Methods: Data of 794 participants from Isle of Wight birth cohort in UK were investigated to study association between BMI trajectories and DNAm related to gestational-BMI at birth. Multinominal logistic regression models were applied to test the association between 1090 DNAm sites reported in three prior epigenome-wide association studies and BMI trajectories.

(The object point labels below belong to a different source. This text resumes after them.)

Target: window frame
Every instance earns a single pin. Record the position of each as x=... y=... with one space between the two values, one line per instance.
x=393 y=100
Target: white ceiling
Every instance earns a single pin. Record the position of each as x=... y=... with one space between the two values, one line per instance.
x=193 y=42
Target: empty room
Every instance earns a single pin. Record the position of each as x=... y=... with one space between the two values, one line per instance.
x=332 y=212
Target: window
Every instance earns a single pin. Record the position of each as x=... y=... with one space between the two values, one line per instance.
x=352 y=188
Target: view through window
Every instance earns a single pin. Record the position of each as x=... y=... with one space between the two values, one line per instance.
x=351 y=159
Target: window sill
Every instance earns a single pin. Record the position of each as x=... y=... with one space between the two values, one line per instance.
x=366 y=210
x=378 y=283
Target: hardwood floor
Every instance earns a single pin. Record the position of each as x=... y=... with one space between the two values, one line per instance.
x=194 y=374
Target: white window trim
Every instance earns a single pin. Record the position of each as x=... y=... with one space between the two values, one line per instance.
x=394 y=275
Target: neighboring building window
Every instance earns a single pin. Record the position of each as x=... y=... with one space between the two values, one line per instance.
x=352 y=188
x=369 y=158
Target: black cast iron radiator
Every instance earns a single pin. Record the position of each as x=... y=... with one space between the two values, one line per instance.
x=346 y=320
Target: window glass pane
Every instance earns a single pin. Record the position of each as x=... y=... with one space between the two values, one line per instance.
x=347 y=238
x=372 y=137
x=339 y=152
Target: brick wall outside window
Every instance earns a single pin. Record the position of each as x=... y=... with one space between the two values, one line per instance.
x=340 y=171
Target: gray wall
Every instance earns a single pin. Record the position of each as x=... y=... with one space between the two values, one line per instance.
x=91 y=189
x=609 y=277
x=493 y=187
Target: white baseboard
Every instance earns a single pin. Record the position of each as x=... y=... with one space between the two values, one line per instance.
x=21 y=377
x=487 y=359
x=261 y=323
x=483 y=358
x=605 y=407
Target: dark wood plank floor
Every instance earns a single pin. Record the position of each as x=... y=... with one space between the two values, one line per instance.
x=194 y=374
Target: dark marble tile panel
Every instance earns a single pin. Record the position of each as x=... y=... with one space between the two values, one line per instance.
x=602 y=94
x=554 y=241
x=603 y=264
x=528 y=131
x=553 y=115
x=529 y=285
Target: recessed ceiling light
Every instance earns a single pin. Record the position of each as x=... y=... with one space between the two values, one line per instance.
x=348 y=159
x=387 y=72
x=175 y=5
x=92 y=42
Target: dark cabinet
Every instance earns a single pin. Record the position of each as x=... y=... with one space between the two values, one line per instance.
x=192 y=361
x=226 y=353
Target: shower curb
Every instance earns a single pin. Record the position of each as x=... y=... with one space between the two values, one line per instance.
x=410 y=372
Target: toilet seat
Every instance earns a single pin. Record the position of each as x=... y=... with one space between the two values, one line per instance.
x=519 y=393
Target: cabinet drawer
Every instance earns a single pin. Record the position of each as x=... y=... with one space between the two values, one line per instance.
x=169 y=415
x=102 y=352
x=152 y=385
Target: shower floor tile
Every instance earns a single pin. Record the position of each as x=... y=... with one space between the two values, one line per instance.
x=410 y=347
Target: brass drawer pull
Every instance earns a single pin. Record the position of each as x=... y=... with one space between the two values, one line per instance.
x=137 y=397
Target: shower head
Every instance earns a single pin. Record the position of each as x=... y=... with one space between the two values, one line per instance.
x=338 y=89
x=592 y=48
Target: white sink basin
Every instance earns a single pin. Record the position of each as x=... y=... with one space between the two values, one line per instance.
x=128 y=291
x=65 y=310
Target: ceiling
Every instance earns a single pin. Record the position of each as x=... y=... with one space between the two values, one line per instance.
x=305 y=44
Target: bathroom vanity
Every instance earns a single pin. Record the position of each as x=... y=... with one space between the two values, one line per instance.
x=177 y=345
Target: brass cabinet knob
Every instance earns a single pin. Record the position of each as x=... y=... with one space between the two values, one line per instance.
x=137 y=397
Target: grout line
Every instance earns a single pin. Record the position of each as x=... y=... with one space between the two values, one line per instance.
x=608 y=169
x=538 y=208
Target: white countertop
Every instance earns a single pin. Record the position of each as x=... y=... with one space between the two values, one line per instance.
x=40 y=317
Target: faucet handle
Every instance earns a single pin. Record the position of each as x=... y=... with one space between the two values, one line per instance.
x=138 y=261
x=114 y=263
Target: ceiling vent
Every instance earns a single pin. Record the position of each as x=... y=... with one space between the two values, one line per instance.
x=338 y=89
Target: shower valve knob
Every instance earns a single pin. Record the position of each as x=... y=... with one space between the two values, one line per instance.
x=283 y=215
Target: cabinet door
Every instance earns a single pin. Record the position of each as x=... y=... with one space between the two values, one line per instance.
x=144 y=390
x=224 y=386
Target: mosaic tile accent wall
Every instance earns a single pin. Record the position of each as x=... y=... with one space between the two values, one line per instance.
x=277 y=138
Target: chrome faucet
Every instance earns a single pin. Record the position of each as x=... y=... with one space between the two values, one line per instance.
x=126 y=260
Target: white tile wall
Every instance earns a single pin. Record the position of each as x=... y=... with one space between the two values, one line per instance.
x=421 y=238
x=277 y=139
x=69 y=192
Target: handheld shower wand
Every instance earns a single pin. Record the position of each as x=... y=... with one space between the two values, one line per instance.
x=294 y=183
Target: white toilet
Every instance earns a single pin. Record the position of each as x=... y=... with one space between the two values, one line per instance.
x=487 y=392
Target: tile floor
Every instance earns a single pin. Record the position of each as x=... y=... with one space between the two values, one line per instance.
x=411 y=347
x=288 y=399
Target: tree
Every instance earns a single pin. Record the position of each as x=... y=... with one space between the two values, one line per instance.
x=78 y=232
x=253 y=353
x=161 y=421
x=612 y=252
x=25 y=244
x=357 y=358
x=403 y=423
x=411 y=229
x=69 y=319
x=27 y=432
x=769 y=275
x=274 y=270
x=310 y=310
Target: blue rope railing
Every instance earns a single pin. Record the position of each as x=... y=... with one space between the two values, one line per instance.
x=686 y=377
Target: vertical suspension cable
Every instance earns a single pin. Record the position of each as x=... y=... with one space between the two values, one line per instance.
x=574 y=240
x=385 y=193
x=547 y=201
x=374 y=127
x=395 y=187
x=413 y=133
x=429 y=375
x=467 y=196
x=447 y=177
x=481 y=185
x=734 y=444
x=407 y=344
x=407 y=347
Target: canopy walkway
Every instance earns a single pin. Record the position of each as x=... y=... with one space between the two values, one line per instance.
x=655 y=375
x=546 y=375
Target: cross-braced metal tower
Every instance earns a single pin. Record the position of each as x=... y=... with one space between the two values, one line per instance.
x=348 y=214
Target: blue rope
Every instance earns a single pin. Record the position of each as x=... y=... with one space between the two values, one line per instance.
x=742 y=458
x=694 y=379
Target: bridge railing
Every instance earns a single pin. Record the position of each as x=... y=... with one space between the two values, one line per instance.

Results: DNAm site cg23089913 (NANOS1) and cg13217064 (SOX14) were associated with early persistent obesity (EPO) and delayed overweight (DOW) trajectories respectively. A higher methylation of cg23089913 showed low odds of being in EPO trajectory (OR: 0.84; 95% CI: 0.76-0.93) while higher methylation of cg13217064 resulted in 1.4-times the odds of being in DOW trajectory when compared to the normal trajectory [Correction added on 22 February 2023, after first online publication: Range of the DNAm site cg23089913 has been changed from 'lower' to 'higher' in the preceding sentence.]. In a gender-stratified analysis, the odds of developing into DOW was 1.8 times in female participants for cg13217064 while not such association was observed in males.
Conclusions: Deviations in methylation of cg23089913 (NANOS1) and cg13217064 (SOX14) in newborns may change the risk of having excess body weight.